Me he dado cuenta solo hace poco que cuando leo una novela y los personajes están bien dibujados (mal asunto sería que no lo estuvieran), de una forma inconsciente les pongo cara a esos personajes, les otorgo rasgos de personas reales o literarias que han dejado poso en mi recuerdo como arquetipos de ciertos patrones vitales, casi siempre al criterio de mi capricho no del todo consciente.
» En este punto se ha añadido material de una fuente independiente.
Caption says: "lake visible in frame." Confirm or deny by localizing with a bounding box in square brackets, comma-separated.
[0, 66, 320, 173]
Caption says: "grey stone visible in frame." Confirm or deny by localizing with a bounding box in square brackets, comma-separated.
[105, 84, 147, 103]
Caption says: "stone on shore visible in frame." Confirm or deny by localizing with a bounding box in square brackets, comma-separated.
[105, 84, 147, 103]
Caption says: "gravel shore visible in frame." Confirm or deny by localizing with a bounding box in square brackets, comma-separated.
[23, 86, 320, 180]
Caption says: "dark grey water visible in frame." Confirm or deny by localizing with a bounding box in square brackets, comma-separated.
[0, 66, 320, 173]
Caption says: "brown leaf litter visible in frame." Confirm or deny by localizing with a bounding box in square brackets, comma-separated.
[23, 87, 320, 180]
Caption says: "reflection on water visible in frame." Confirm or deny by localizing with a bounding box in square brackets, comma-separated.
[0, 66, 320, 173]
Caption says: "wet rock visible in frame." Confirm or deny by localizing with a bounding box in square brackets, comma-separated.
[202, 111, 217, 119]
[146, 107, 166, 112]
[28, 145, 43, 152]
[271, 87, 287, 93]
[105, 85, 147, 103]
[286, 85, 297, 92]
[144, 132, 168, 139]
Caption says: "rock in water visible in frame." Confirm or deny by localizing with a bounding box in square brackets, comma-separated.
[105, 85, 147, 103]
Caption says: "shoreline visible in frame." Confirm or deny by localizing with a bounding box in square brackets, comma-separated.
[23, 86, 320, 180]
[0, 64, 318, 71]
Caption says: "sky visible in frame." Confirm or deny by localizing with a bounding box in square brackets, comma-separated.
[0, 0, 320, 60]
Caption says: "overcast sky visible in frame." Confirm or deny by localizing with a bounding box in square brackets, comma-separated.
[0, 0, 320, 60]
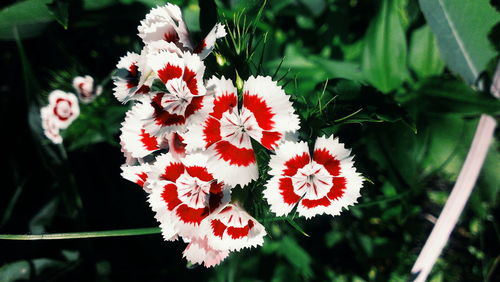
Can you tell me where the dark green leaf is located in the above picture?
[0,0,53,40]
[409,25,444,78]
[419,0,500,84]
[362,0,408,93]
[47,0,69,29]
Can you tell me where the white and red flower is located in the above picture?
[183,236,229,267]
[113,52,151,103]
[185,76,299,186]
[138,3,226,59]
[146,51,213,135]
[201,204,267,251]
[48,90,80,129]
[138,3,193,49]
[120,103,162,158]
[40,106,63,144]
[73,75,102,103]
[264,136,363,218]
[148,153,230,238]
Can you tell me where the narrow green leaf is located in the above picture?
[47,0,69,29]
[0,0,53,40]
[0,227,161,240]
[409,25,444,78]
[286,218,309,237]
[362,0,408,93]
[419,0,500,84]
En la última novela que he leído, “La dama de blanco”, de Wilkie Collins, autor con un enorme talento para levantar estructuras de intriga que se desarrollan a lo largo de no menos de 800 páginas sin que la tensión narrativa decaiga ni canse al lector. Uno de los personajes principales, de especial malignidad es sir Percival, cuyo único fin es hacerse con la herencia de su futura esposa, y no se molesta en disimular sus perversas intenciones ni aun cuando todavía hacía la corte a la señorita Laura. A este sir Percival le asigné los rasgos del actor Rufus Sewell, el villano que se enfrenta a antonio Banderas en “La leyenda del zorro”. Otro personaje muy bien dibujado es la señorita Mariam, hermana de la infeliz novia primero y desgraciada esposa después; a ella le atribuí el rostro de la actriz Susanna Hamnnet, la que robó el corazón del archimillonario Tom (Jame Fleet) en “Cuatro bodas y un funeral”. Al egoísta y teatrero sir Fairlie le tocó el rostro mezquino del jefe de Homer Simpson. Y al inmenso (tanto física como literariamente) conde Fosco le asigné el físico y el talento (no tan maquiavélico) de G.K.Chesterton.
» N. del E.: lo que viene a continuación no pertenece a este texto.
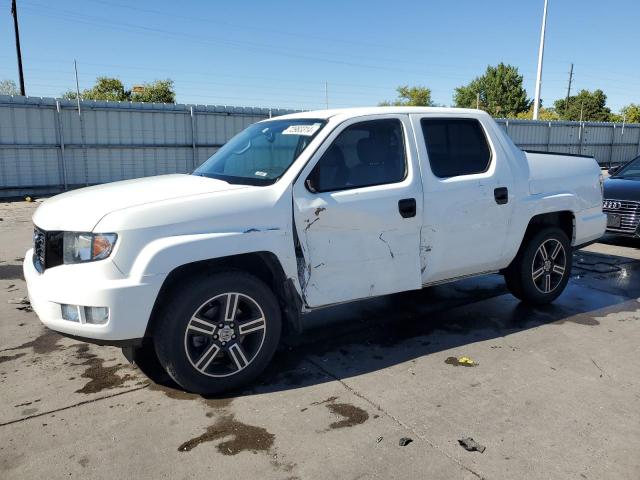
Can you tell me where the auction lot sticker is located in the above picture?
[282,123,320,137]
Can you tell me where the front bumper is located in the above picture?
[23,249,166,343]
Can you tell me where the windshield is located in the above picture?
[193,119,325,185]
[612,157,640,178]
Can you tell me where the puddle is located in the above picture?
[4,329,64,355]
[149,383,234,409]
[326,403,369,430]
[178,414,275,455]
[74,343,135,394]
[0,353,26,363]
[0,265,24,280]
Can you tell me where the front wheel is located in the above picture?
[504,227,572,305]
[153,272,281,394]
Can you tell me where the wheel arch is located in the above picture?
[507,210,576,268]
[145,251,302,338]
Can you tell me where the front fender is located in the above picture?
[131,228,297,285]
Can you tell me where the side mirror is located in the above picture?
[304,177,318,193]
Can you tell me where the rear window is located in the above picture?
[420,118,491,178]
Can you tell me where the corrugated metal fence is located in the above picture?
[0,96,291,197]
[498,119,640,167]
[0,96,640,197]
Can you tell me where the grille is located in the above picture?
[602,199,640,235]
[33,227,47,273]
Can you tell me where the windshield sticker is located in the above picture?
[282,123,320,137]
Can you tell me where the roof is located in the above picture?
[278,106,487,120]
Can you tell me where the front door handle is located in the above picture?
[493,187,509,205]
[398,198,416,218]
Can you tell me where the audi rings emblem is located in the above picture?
[602,200,622,210]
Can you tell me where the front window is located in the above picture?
[612,157,640,178]
[193,119,325,185]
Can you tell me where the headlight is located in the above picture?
[62,232,118,264]
[600,173,604,198]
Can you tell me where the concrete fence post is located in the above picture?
[609,123,616,168]
[56,100,69,191]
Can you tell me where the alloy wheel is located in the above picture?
[184,292,267,377]
[531,238,567,294]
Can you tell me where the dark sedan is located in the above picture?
[602,156,640,237]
Es curioso que en otras obras donde la meticulosa descripción de los personajes también es imprescindible para el buen fin de la novela no me ocurra lo mismo. Me viene a la cabeza “Warlock”, de Oakley Hall y su mítico Blaisedell, la encarnación del sheriff fiel a su juramento hasta el martirio, incorruptible y casi inconmovible; pero aparte de la descripción literal del autor no consigo ponerle rostro a ese personaje, es una sombra gris en un pueblo gris del oeste americano (cuando las diferencias de criterio se gestionaban a base de balazos) que no sobresale de otros personajes tal vez porque todos adquieren la misma talla literaria (excelente, por supuesto). Es muy posible que esa fuese la intención del autor, maestro de maestros, y no pudo ni aun queriéndolo dar vida a un personaje mediocre; o tal vez yo he leído mal el libro. Mi mente lectora se apoya mucho en lo visual, por eso me pierdo con los autores filosóficos, aunque también sucede que a veces no visualizo lo imposible de no ver y otras, la filosofía sabiamente vertida en dosis calculadas me embriaga como un licor y digiero entusiasmado literatura sin rostros ni formas, intangible, casi inaprehensible. ¿Quién no se ha imaginado el rostro de 'Long John Silver' en “La isla del tesoro”, de Stevenson? ¿Y quién ha podido bosquejar aun con la ayuda de los dibujos del propio autor los rasgos de “El principito”? Y así toda la imaginería literaria de cada uno, supongo.
El Quijote y Sancho, Hamlet, Juan Tenorio, Cyrano (este algo más visual), el Lazarillo, el Buscón, el Flautista de Hammelin, Taras Bulba, Bartleby, el capitán Ahab e Ismael, Robinson y Viernes, Sherlock y Watson; todo un desfile de rostros y caracteres que asimilar a nuestro imaginario personal, a nuestro inconsciente oscuro y profundo que solo por esos personajes geniales ve la luz, seres quiméricos y exquisitos a los que poner nuestro rostro preferido, amado, odiado, ridículo o heróico, trágico, cómico, pero muy verdadero para nuestras vidas no literarias. Menuda aventura es la literatura, menudas fibras de nuestra alma toca. Para tener certezas sobre el Bien y el Mal no es necesario recurrir a psicoanálisis, ni a la iglesia. Basta con leer a Stevenson.